A simple example — the RSI Crossback strategy: 1. Read RSI-14 from the previous bar and the current bar for the symbol 2. Check if RSI crossed from below 30 to above 30 (bullish crossback) 3. If yes: check EMA-200 trend filter (current price must be above EMA-200) 4. If both conditions met: calculate ATR-based stop-loss (entry - 1.5 × ATR-14) 5. Calculate take-profit (entry + 2.25 × ATR-14, giving 1.5:1 reward-to-risk) 6. Emit a LONG signal with entry, stop-loss, and take-profit prices
More complex strategies like Triple Indicator Confluence require simultaneous agreement from RSI, MACD, and Bollinger Bands.
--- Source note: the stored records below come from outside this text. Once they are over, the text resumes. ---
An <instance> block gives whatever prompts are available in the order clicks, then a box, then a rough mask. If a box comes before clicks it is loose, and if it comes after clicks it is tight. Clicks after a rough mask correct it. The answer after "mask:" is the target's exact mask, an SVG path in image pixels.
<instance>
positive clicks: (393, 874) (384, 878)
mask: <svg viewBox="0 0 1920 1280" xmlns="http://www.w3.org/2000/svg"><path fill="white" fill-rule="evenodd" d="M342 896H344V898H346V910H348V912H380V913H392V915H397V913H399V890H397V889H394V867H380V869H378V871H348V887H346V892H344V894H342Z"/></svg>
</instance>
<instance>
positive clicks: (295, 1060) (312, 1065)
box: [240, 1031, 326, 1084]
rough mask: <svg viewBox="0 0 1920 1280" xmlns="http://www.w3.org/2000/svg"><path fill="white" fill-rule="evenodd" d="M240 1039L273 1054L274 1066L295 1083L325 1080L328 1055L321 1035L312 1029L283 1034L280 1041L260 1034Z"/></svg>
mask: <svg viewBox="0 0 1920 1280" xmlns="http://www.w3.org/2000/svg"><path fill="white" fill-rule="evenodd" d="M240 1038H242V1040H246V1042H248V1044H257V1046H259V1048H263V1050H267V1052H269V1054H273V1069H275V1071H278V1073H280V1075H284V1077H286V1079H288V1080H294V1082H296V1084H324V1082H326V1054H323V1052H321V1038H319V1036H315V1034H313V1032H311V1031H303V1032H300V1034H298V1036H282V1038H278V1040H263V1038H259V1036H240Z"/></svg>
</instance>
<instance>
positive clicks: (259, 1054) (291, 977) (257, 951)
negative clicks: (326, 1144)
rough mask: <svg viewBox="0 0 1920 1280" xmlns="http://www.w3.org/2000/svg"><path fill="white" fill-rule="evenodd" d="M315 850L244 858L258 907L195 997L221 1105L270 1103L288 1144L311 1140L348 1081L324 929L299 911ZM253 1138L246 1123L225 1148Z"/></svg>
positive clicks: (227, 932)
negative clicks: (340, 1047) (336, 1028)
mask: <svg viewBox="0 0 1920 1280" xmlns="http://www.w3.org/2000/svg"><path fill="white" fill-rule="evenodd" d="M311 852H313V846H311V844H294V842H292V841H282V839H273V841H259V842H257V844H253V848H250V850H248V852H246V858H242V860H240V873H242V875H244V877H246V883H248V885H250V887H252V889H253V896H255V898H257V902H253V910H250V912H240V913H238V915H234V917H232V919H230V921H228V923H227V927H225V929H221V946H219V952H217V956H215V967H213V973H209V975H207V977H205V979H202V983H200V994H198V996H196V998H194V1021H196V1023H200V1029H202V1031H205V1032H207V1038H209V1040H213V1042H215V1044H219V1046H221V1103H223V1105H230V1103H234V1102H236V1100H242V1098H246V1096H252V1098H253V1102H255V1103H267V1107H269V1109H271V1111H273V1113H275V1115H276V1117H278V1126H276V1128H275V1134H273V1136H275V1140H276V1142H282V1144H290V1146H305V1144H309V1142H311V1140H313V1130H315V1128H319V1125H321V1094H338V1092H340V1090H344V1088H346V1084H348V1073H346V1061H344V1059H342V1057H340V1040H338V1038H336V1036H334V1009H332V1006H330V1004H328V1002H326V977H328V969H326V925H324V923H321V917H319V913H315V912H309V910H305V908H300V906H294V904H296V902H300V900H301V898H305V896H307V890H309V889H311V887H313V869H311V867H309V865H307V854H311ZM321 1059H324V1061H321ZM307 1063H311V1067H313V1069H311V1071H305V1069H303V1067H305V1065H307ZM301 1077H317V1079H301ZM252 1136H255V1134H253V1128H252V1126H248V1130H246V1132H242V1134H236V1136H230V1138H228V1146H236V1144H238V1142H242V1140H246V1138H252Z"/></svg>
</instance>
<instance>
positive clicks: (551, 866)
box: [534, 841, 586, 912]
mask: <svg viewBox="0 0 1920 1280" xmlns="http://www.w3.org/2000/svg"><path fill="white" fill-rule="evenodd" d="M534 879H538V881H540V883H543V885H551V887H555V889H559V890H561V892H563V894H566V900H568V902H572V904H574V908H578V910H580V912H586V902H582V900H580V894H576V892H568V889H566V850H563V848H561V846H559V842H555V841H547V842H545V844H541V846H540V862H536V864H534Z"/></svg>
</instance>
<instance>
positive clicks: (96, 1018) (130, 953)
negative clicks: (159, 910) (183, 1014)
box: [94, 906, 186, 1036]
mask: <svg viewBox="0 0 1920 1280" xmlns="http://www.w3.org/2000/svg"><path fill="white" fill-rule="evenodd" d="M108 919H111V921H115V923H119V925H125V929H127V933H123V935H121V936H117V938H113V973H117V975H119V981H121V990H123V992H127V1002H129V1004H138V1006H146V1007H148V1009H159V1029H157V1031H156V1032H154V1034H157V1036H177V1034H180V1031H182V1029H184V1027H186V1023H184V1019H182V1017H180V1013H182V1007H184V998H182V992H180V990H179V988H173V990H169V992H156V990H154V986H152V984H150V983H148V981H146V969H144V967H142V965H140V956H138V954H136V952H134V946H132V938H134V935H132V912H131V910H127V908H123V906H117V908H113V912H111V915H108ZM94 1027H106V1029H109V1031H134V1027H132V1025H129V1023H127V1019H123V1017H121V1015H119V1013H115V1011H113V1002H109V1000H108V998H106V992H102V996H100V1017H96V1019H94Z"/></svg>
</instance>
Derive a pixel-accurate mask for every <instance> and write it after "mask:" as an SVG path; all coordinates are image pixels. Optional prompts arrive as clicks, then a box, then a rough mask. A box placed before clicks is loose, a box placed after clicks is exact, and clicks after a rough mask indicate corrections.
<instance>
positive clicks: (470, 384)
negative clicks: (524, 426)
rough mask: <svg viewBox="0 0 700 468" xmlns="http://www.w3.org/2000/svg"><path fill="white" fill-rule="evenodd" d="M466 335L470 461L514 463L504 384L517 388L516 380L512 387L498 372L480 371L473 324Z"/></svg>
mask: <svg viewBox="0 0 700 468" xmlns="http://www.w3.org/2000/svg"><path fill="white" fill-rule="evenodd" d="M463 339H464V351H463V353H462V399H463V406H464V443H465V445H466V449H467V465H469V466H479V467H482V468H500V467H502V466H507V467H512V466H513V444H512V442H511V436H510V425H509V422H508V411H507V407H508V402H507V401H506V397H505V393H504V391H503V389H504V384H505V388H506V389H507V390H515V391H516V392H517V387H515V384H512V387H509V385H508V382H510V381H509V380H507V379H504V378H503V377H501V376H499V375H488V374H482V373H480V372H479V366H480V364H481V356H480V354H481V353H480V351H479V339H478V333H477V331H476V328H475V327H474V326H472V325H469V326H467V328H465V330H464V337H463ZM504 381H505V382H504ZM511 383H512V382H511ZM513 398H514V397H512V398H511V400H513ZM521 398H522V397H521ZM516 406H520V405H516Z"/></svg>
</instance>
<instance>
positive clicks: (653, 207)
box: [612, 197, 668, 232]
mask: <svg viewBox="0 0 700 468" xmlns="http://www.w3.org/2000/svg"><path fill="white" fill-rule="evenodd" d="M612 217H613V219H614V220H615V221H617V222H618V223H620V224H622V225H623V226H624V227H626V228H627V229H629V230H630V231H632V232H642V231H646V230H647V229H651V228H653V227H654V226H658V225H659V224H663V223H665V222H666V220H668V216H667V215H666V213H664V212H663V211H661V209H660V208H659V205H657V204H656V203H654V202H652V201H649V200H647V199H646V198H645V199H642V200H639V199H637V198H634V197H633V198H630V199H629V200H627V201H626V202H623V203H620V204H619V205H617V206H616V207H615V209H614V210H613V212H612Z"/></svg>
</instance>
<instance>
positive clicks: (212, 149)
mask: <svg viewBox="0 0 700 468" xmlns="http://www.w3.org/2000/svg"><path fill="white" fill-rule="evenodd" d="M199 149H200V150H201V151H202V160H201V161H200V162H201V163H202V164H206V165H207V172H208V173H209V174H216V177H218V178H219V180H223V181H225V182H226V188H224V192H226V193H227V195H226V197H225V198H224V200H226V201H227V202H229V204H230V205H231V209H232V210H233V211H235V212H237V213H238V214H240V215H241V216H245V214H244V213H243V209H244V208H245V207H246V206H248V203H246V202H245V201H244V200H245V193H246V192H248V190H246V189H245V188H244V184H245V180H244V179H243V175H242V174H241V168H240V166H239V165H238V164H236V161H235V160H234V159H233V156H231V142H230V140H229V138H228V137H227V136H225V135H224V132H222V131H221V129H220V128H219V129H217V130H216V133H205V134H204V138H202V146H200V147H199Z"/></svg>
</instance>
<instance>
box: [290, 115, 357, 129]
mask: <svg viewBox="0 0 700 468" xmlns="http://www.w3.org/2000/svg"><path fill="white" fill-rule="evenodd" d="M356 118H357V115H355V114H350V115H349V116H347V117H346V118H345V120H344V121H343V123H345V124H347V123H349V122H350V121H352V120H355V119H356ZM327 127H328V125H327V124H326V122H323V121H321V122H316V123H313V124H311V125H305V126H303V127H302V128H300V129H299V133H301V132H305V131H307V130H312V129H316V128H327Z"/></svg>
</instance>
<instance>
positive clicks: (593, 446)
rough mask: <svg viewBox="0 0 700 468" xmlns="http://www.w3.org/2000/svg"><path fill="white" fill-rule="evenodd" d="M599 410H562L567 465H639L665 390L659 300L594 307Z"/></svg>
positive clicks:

The strategy evaluator runs all conditions in parallel and only emits if all pass.
FerroQuant's 165+ strategies are evaluated concurrently across all symbols using Tokio's async runtime. The total evaluation time for all strategies across 500+ symbols is under 50 milliseconds.
Stage 4: Filtering and Signal Emission
Raw strategy evaluations are passed through several filters before becoming actionable signals:
- Cooldown filter: a 30-minute cooldown per (symbol, direction) pair prevents the same signal from re-firing repeatedly during sustained conditions. Once a LONG signal fires on BTCUSDT, no further LONG signals on BTCUSDT will be emitted for 30 minutes. - Regime filter: if the macro market regime is detected as strongly bearish (e.g., Bitcoin down 15% in 24 hours with high VIX), the system suppresses long signals on correlated assets. - Kill switch: if the portfolio drawdown has exceeded the configured threshold, no new signals are emitted from any engine until the kill switch is manually cleared. - Tier filter: signals are tagged by the user tier required to receive them (some strategies are available on higher subscription tiers only).
Passing all filters, a signal is written to Redis (for real-time API delivery) and broadcast via Server-Sent Events to connected dashboard clients. High-tier users also receive Telegram notifications.
The entire pipeline — from exchange WebSocket message to dashboard signal delivery — completes in under 150 milliseconds. This latency is sufficient for the hourly-timeframe strategies FerroQuant targets; sub-millisecond latency is only required for high-frequency strategies, which operate on a fundamentally different infrastructure.